Stetson P L, Shukla U A, Ensminger W D
Upjohn Center for Clinical Pharmacology, University of Michigan Medical School, Ann Arbor 48109.
J Chromatogr. 1989 Feb 17;464(1):163-71. doi: 10.1016/s0021-9673(00)94232-8.
A prerequisite for the prolonged infusion of a drug via a totally implanted drug delivery system is that the drug solution must be sufficiently stable at physiological temperatures to endure the time intervals between drug replacement or pump refills. Consequently, the stability of the chemotherapeutic agents can influence the dosing accuracy and ultimately the achievement of the desired therapeutic goal. The chemical stability of the pharmaceutical preparation Trimetrexate (TMQ) glucuronate, a non-classical, lipophilic antifolate, has been characterized. Incubation of TMQ (prepared in sterile water to a concentration of 5.0 mg/ml) in sterile, amber glass vials at 37 degrees C for 56 days resulted in a degradation rate constant of 0.0134 +/- 0.002 day-1 and a half-life of 51.6 +/- 0.8 days. The major degradation product has been identified as (2,4-diamino-5-methyl-6-carboxaldehyde)quinazoline. Ten percent TMQ degradation would occur by 7.9 days of incubation under these conditions.
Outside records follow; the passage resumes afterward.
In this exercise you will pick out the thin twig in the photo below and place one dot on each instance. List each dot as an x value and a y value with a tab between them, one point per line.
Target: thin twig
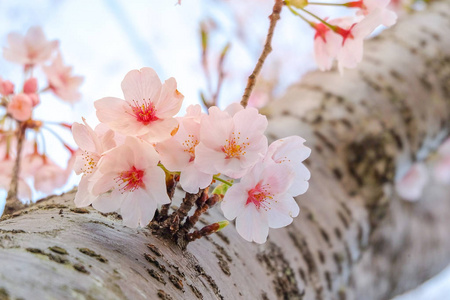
12	201
274	17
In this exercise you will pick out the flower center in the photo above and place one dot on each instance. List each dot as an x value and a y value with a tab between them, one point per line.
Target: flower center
90	162
145	112
260	197
233	147
130	180
189	146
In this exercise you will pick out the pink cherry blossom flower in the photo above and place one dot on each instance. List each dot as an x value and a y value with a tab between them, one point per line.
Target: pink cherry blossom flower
261	201
92	143
327	45
367	6
131	181
353	34
30	88
231	144
61	81
291	151
178	154
6	87
20	107
31	49
148	108
411	185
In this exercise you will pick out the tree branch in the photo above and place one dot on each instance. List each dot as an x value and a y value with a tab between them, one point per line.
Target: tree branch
274	17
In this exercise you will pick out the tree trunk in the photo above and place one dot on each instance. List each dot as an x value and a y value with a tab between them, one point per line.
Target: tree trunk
354	238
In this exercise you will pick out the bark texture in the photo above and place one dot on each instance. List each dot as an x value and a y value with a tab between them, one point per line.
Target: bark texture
354	239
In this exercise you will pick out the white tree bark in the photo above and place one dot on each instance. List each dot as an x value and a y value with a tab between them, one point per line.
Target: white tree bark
354	238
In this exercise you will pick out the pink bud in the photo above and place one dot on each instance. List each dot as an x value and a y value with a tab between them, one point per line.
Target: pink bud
6	87
30	86
20	107
34	99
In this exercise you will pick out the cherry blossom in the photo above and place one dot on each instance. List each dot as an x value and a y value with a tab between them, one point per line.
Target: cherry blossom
31	49
354	32
148	108
261	201
410	186
367	6
20	107
131	181
92	145
61	81
178	153
6	87
231	144
30	88
327	45
291	151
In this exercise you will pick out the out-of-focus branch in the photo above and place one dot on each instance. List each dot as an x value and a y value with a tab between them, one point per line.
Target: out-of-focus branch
274	17
12	201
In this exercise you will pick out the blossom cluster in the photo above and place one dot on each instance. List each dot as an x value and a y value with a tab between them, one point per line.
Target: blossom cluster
411	185
342	39
140	141
21	140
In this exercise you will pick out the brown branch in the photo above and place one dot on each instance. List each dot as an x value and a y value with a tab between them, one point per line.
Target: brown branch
12	201
274	17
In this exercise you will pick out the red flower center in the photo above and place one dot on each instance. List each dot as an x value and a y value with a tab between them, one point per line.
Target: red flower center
145	112
130	180
260	197
234	147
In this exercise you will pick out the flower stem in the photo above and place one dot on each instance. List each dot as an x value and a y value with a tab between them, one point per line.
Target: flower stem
222	180
12	201
301	17
274	17
332	27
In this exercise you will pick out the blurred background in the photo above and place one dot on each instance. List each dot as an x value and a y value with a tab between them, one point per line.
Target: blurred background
103	40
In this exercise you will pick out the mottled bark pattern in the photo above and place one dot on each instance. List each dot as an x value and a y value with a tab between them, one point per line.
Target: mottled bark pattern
354	239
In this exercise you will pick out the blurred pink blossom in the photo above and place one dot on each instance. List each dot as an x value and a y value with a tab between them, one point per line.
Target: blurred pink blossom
61	81
31	49
20	107
6	87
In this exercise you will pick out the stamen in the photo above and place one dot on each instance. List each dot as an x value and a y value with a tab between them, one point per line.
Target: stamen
234	147
129	181
260	196
189	146
145	112
89	162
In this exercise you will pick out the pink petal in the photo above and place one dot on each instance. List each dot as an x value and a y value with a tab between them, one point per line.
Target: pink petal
234	201
169	102
155	185
191	179
84	197
109	202
141	84
282	211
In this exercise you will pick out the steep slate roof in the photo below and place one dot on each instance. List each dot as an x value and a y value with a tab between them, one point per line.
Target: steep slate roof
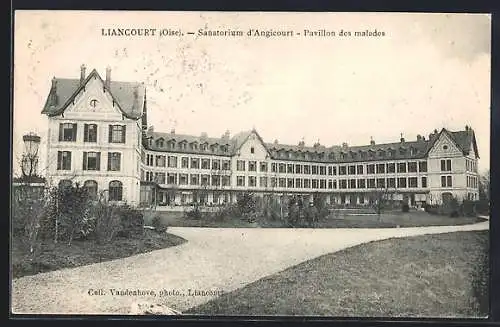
319	153
129	96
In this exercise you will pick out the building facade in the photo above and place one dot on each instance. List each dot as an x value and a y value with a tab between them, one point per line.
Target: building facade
98	136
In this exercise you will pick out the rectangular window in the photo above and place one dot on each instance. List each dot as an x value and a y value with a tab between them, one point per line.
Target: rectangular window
160	161
370	169
352	170
90	133
117	133
240	165
380	168
67	132
114	161
205	163
63	160
360	169
412	167
391	168
91	160
252	166
401	167
352	183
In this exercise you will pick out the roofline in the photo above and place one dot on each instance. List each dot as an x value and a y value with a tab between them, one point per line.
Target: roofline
82	86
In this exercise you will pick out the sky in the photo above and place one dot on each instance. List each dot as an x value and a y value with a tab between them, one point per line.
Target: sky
428	71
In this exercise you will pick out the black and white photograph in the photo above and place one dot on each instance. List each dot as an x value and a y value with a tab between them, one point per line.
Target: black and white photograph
311	164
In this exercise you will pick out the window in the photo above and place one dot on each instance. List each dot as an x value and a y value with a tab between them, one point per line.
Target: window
114	161
91	161
446	181
160	178
160	161
370	169
195	163
252	166
412	167
240	165
172	162
195	179
422	166
63	160
360	169
67	132
90	133
380	168
361	183
391	168
184	162
115	191
117	133
352	183
402	167
91	187
215	164
446	165
352	170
通过完全植入式给药系统长时间输注药物的一个前提条件是,药物溶液在生理温度下必须足够稳定,以承受药物更换或泵重新填充之间的时间间隔。因此,化疗药物的稳定性会影响给药准确性,并最终影响预期治疗目标的实现。已对非经典亲脂性抗叶酸药物曲美沙特(TMQ)葡糖醛酸酯制剂的化学稳定性进行了表征。将TMQ(在无菌水中配制成浓度为5.0mg/ml)在无菌琥珀色玻璃瓶中于37℃孵育56天,降解速率常数为0.0134±0.002天⁻¹,半衰期为51.6±0.8天。主要降解产物已鉴定为(2,4-二氨基-5-甲基-6-甲酰基)喹唑啉。在这些条件下孵育7.9天会发生10%的TMQ降解。